After a moment of gasping on his back like a catfish out of water, Private Landrieu Jefferson got up slowly. He did not look at any of them. He dusted himself off, picked up his bugle—which now had a small dent in it—and disappeared into the night without a word.
It had not surprised Wash that the fight ended with that one throw. He remembered his father’s words. Bullies do not come back at you when you stand firm. Even the big river must flow around an island.
But yet and still, he was not going to let the big Creole get behind him in a fight.
Hours passed as they trotted along in a loose formation. The rustlers’ trail was an easy one for the Osage scouts to follow, led by Baptist John. The huge Indian rode along as easy on his horse as if he was sitting in a rocking chair. Sensing Wash’s eyes on him, Baptist John turned back and smiled. Wash touched the brim of his hat with one finger, and the Osage man did the same.
Osages, Wash thought. Almost as much strangers to this part of the plains as us army men. From what he’d learned, the whole Osage tribe had been uprooted by the government from their old homeland in the Indian Territory to make room for Cherokees who’d been likewise uprooted from the South. Plopped down in the middle of land other tribes like the Cheyennes saw as their own, the Osages had to fight to stay in their new lands. Moreover, for lack of any work, a good number of Osages had ended up being employed by the army as scouts. As a result, the Osages did not get along well with the other western tribes. It was Osage scouts who led Custer to the Washita, where they did about as much Cheyenne killing as the 7th Cavalry troopers that day.

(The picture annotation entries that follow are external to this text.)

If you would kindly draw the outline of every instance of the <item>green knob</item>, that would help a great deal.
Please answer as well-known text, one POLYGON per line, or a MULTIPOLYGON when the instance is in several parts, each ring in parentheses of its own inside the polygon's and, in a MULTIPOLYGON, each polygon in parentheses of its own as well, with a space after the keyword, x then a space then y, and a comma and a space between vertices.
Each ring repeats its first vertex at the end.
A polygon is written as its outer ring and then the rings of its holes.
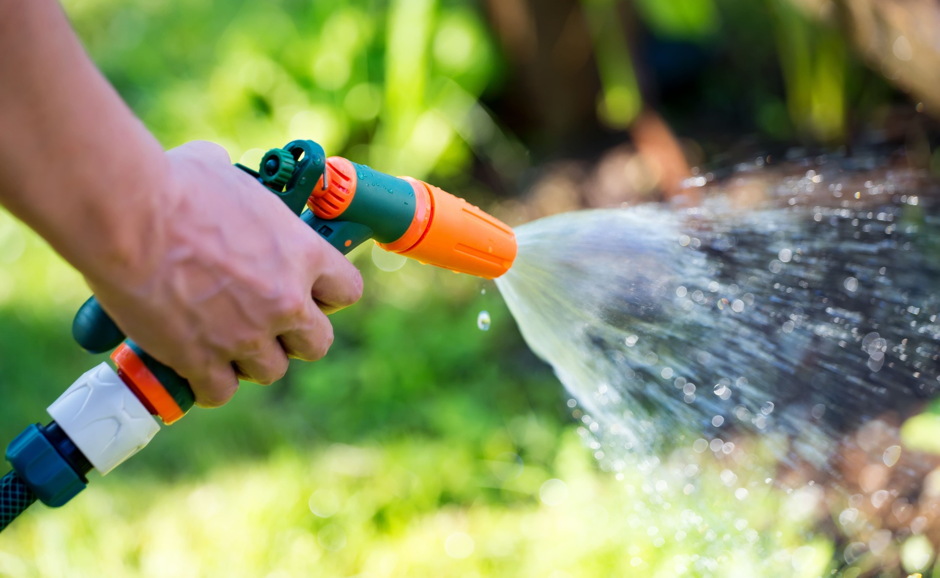
POLYGON ((259 171, 261 180, 268 187, 280 190, 293 176, 296 166, 297 160, 289 151, 283 148, 272 148, 261 159, 259 171))

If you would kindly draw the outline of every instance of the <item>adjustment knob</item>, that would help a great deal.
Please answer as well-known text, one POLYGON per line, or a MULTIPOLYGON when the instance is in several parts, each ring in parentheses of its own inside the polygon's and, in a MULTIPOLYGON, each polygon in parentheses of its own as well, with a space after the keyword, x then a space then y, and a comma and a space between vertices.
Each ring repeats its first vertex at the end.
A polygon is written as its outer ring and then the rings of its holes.
POLYGON ((296 167, 297 160, 289 151, 283 148, 272 148, 264 153, 264 158, 261 159, 259 171, 261 180, 268 187, 280 190, 293 176, 296 167))

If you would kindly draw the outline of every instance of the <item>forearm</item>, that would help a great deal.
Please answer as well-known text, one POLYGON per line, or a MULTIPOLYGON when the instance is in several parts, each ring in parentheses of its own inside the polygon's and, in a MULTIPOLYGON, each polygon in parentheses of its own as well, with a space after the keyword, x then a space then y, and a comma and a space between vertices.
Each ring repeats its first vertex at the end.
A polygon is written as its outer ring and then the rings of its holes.
POLYGON ((163 149, 55 0, 0 0, 0 204, 86 276, 146 258, 163 149))

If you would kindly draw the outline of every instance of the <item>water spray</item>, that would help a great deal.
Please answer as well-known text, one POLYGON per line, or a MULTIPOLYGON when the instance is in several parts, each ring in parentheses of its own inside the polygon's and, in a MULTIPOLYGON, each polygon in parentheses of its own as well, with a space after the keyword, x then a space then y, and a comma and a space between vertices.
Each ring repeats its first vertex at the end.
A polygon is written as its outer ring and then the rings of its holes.
MULTIPOLYGON (((368 239, 392 252, 484 279, 501 276, 516 256, 515 235, 478 207, 411 177, 395 177, 313 141, 268 151, 258 171, 237 164, 276 194, 343 254, 368 239)), ((91 297, 72 324, 90 353, 114 349, 116 369, 89 370, 52 405, 48 425, 29 425, 7 447, 12 470, 0 479, 0 531, 37 500, 56 508, 107 474, 193 407, 188 382, 153 358, 91 297), (115 349, 117 347, 117 349, 115 349)))

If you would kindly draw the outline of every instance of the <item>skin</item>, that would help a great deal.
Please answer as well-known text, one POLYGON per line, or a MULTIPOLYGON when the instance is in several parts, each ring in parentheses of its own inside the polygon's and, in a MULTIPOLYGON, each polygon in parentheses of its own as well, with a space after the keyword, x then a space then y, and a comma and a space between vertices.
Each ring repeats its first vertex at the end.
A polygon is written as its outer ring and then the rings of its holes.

Baptist John fell back next to Wash.
“Ho, Little Friend.”
“Ho, Baptist John.”
“Good horse.”
“He surely is,” Wash replied, smiling as he remembered their last conversation in the stable. He had been tightening the cinch on his saddle when he smelled the grease in the Osage man’s hair and knew that once again the big Indian had come up behind him as quiet as a small breeze. A hand holding a small piece of sugar had then been thrust in front of him.
“Me give?”
“Go ahead.”
As Baptist John gave Blaze that sugar, he had leaned forward to whisper something in the black horse’s right ear. The big animal leaned its head against Baptist John as it never had done before with anyone but Wash, then nodded its head up and down. Baptist John had turned and smiled.
“I told your horse to take care of you,” he said. “It has agreed.”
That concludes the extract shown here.